Serve ad ampliare gli orizzonti culturali di minori che spesso vengono da paesini della Calabria di 5mila anime e non hanno idea che fuori da quel contesto esistono altre vite e altre possibilità per poter essere liberi di scegliere. E quando tornano, vengono a trovarti, ti abbracciano … aiutarli a esprimere le loro potenzialità e realizzare i loro desideri è una grande soddisfazione.

Certamente gli strumenti normativi andrebbero aggiornati. Al momento ci rifacciamo a un Regio Decreto del 1935 e ad un protocollo che abbiamo siglato con la Commissione Antimafia, con Libera e con il Dipartimento delle Pari Opportunità e ai fondi della Conferenza Episcopale Italiana. Abbiamo bisogno di risorse e soprattutto di prospettive per ragazzi che, raggiunta la maggiore età, ci chiedono come prima cosa aiuto per poter lavorare. “Libera” è sempre presente, ma bisognerebbe migliorare le politiche occupazionali. Servirebbero delle normative apposite per aiutare loro e le donne che decidono di rompere con le logiche criminali. Ma al momento c’è solo il protocollo che è temporaneo.
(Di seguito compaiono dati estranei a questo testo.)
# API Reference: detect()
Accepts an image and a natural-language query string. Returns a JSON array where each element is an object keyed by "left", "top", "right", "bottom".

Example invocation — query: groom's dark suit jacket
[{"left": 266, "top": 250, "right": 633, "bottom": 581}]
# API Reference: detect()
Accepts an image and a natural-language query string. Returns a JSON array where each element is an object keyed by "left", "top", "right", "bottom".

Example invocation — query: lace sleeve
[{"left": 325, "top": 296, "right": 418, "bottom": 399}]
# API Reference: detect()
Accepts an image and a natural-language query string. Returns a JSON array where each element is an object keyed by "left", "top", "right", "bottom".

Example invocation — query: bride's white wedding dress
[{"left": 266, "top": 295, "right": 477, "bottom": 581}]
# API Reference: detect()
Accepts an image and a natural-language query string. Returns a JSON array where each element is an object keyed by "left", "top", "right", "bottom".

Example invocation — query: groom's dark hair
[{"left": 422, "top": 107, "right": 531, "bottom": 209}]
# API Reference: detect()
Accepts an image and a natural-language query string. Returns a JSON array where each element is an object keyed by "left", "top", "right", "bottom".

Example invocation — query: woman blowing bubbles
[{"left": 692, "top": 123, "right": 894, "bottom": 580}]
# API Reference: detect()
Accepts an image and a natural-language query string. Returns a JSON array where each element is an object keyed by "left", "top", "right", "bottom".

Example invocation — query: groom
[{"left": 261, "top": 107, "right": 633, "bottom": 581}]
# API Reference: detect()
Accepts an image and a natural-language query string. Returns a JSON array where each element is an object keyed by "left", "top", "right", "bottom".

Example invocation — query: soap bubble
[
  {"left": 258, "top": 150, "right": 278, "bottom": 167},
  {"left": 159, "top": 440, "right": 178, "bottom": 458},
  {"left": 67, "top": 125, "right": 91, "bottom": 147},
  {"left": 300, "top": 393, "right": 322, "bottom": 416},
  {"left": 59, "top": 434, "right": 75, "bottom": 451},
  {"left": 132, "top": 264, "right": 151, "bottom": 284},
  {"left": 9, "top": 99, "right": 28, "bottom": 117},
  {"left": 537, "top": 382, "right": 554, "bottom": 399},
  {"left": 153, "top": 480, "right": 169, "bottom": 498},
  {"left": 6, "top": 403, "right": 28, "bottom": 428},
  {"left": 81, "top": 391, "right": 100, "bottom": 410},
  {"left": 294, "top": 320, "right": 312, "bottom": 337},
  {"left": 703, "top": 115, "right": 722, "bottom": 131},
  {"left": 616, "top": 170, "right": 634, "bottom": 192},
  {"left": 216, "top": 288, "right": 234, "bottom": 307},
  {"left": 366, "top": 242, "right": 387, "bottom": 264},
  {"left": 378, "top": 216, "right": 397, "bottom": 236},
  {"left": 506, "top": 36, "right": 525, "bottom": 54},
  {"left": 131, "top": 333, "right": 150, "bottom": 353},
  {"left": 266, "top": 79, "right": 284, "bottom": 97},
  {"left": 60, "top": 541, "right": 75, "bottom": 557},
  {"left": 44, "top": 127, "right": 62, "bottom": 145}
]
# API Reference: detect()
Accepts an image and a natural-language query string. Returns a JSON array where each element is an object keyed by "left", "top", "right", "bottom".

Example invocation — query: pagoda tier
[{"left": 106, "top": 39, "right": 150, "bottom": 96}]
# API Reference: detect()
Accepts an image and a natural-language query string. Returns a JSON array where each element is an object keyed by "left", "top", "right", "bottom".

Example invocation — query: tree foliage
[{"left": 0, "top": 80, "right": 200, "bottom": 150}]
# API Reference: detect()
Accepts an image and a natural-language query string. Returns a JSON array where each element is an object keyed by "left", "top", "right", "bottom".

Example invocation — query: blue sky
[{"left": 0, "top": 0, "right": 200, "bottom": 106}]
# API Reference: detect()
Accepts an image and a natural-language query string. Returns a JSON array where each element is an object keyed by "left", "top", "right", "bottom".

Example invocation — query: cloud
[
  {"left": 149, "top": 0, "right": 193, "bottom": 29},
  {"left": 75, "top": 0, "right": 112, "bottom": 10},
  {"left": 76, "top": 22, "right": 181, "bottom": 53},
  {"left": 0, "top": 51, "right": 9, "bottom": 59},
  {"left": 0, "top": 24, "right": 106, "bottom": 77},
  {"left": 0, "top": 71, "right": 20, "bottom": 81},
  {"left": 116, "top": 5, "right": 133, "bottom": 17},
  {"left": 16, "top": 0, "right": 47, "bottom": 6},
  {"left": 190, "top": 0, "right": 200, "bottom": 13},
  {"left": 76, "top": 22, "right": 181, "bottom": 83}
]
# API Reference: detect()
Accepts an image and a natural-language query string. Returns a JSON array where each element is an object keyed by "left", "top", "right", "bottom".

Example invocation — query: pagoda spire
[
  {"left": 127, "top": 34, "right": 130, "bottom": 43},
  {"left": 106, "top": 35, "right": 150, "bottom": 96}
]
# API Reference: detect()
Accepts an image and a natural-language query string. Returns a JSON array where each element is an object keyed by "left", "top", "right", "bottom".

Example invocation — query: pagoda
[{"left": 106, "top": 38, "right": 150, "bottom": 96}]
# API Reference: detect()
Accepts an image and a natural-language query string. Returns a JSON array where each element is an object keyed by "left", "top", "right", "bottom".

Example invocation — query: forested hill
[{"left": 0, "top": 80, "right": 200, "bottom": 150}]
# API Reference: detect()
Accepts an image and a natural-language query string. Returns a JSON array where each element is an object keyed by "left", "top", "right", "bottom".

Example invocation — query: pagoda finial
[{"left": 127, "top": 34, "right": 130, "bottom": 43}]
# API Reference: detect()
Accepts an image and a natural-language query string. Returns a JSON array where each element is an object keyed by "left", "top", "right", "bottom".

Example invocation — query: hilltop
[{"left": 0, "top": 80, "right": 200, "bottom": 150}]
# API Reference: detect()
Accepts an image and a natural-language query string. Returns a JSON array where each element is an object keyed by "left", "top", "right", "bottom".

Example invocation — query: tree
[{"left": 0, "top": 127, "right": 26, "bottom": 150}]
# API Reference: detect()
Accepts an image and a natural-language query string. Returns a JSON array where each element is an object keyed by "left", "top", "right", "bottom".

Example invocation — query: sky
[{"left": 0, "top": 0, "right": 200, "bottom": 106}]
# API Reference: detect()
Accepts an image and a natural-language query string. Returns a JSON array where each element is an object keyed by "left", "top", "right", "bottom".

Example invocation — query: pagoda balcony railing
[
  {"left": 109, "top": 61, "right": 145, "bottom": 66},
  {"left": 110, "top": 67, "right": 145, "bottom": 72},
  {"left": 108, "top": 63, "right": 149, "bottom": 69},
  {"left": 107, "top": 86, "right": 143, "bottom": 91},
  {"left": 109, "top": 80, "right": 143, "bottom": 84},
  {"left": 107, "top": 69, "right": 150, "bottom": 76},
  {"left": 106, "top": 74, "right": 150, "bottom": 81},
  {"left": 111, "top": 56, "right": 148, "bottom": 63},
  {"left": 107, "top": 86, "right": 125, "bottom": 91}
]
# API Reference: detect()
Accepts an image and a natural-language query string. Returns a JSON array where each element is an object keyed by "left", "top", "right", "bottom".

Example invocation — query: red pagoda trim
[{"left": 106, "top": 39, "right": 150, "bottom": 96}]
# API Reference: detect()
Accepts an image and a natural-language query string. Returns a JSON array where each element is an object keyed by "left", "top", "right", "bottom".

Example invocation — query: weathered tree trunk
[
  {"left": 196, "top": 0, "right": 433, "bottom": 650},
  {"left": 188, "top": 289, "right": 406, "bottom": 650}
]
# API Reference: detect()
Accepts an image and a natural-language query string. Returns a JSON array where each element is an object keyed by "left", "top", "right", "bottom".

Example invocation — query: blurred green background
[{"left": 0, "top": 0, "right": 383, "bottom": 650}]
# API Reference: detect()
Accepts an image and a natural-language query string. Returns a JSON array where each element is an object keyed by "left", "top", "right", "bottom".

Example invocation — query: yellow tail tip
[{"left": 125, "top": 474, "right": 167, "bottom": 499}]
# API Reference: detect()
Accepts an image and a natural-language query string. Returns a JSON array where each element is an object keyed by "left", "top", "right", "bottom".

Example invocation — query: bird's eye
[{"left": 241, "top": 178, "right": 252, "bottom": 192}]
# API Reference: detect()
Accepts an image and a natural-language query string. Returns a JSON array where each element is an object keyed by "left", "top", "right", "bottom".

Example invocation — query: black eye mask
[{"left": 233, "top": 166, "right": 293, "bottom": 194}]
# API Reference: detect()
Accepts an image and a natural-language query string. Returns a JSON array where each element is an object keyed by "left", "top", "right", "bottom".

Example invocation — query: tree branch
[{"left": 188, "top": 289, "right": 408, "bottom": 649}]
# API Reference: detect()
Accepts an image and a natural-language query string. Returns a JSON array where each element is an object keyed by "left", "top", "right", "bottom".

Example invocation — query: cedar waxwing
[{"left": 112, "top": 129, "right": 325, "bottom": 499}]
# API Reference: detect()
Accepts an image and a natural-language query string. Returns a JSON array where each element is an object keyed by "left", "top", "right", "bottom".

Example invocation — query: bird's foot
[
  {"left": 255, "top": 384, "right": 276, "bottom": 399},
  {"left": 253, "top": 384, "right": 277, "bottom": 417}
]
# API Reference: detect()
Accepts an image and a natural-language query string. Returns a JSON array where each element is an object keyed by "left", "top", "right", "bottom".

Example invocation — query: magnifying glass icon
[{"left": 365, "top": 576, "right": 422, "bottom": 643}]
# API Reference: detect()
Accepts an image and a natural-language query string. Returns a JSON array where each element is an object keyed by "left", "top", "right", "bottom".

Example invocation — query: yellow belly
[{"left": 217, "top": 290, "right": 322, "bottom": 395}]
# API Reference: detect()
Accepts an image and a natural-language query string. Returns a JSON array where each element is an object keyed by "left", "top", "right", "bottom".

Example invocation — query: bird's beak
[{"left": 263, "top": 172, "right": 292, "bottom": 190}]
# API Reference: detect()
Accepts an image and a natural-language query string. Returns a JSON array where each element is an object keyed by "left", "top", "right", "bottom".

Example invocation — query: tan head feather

La norma di legge ci consentirebbe di dare una continuità al progetto. 

La questione minorile è cruciale. Agire su questo versante significa provare a prosciugare quel bacino sui cui si riproduce e si alimenta il crimine organizzato soprattutto in Calabria.

Il film è importante perché mistifica il modello di tipo mafioso, ribalta la narrativa del genere, gli stereotipi cui siamo abituati, mostra la sofferenza all’interno di queste famiglie ma alimenta anche la speranza del riscatto. Io spero che il messaggio culturale possa far breccia nel cuore e nella mente di tanti.

Liberi di scegliere, dunque, un titolo che non poteva essere più potente. Non fu libera di scegliere Bruna Morabito, uccisa a Messina dal fratello (ringo) con 4 colpi di revolver in faccia per aver infangato l’onore della potente famiglia di Africo, i “tiradritto”. Per lei non c’è stata tutela, né un magistrato coraggioso o un’associazione come Libera. “Liberi di scegliere” è una risposta anche a Bruna: la reale e ostinata dimostrazione che il cambiamento è possibile.